Le porte-parole du NPD en matière d'Affaires étrangères veut que le comité de la Chambres des communes soit saisi du délicat dossier dès la rentrée parlementaire du début mars. « Nous voulons nous pencher sur les nominations partisanes de ce gouvernement, afin de sauver cette organisation, explique le député fédéral d'Ottawa-Centre. Nous demandons que le conseil d'administration cesse toutes ses activités jusqu'à ce que la lumière soit faite dans cette affaire. »

Mort de Rémy Beauregard

La mort subite du président Rémy Beauregard, dans la nuit du 7 au 8 janvier, a levé le voile sur des querelles internes qui couvaient depuis un certain temps. Quelques heures plus tôt, deux membres du conseil d'administration avaient claqué la porte au terme d'une réunion particulièrement houleuse. Depuis, une quarantaine d'employés de Droits et Démocratie ont signé une lettre demandant la démission de trois membres du conseil. L'un d'eux, Jacques Gauthier, a été nommé président par intérim de l'organisme la semaine dernière. Le ministre des Affaires étrangères, Lawrence Cannon, a récemment demandé à son sous-ministre adjoint d'entreprendre une vérification interne.

« Ce n'est pas suffisant, tranche le député Dewar. Cet organisme est imputable au Parlement. Nous avons besoin d'un comité parlementaire muni d'une protection légale complète et des pouvoirs nécessaires pour contraindre des témoins à se présenter et obtenir des documents. »

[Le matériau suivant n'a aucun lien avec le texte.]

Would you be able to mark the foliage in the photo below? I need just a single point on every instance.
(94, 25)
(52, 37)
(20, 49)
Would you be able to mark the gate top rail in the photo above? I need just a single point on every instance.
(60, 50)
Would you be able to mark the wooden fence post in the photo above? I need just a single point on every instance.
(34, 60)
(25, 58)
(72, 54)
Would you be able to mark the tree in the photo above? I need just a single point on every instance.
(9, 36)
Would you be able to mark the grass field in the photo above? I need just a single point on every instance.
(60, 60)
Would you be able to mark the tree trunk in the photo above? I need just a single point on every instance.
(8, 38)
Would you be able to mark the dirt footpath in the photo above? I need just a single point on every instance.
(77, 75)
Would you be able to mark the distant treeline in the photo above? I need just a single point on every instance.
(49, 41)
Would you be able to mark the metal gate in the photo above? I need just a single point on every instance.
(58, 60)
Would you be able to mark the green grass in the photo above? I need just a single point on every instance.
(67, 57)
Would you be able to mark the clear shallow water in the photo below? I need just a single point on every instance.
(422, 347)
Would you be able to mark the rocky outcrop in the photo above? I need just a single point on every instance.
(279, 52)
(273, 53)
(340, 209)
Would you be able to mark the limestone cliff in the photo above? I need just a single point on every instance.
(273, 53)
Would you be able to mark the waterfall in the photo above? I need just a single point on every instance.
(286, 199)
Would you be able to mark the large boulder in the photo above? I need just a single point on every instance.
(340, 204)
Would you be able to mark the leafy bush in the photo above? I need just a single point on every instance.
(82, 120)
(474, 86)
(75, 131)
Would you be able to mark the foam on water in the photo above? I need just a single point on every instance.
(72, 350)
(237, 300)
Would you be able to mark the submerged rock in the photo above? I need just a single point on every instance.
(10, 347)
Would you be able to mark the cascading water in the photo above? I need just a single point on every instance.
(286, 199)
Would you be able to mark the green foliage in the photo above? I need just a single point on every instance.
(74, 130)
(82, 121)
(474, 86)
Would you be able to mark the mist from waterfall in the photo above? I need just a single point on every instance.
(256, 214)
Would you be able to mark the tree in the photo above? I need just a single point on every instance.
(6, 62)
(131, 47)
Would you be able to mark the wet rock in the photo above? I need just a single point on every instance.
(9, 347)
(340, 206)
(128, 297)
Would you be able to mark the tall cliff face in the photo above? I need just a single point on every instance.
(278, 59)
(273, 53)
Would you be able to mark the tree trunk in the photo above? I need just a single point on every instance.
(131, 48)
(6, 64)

Par ailleurs, une source bien informée a révélé à La Presse Canadienne que trois dirigeants, soit Marie-France Cloutier, Razmik Panossian et Charles Vallerand, ont été suspendus avec salaire par l'organisme en fin de journée vendredi. Ils ont du coup appris qu'ils font l'objet d'une enquête interne. Il y a dix jours, ces trois employés ont signé une lettre (Beauregard : un grand homme, LeDroit. 23 janvier 2010) défendant l'héritage de leur défunt président, qui « a su préserver l'intégrité, l'indépendance et le caractère non partisan de D & D ».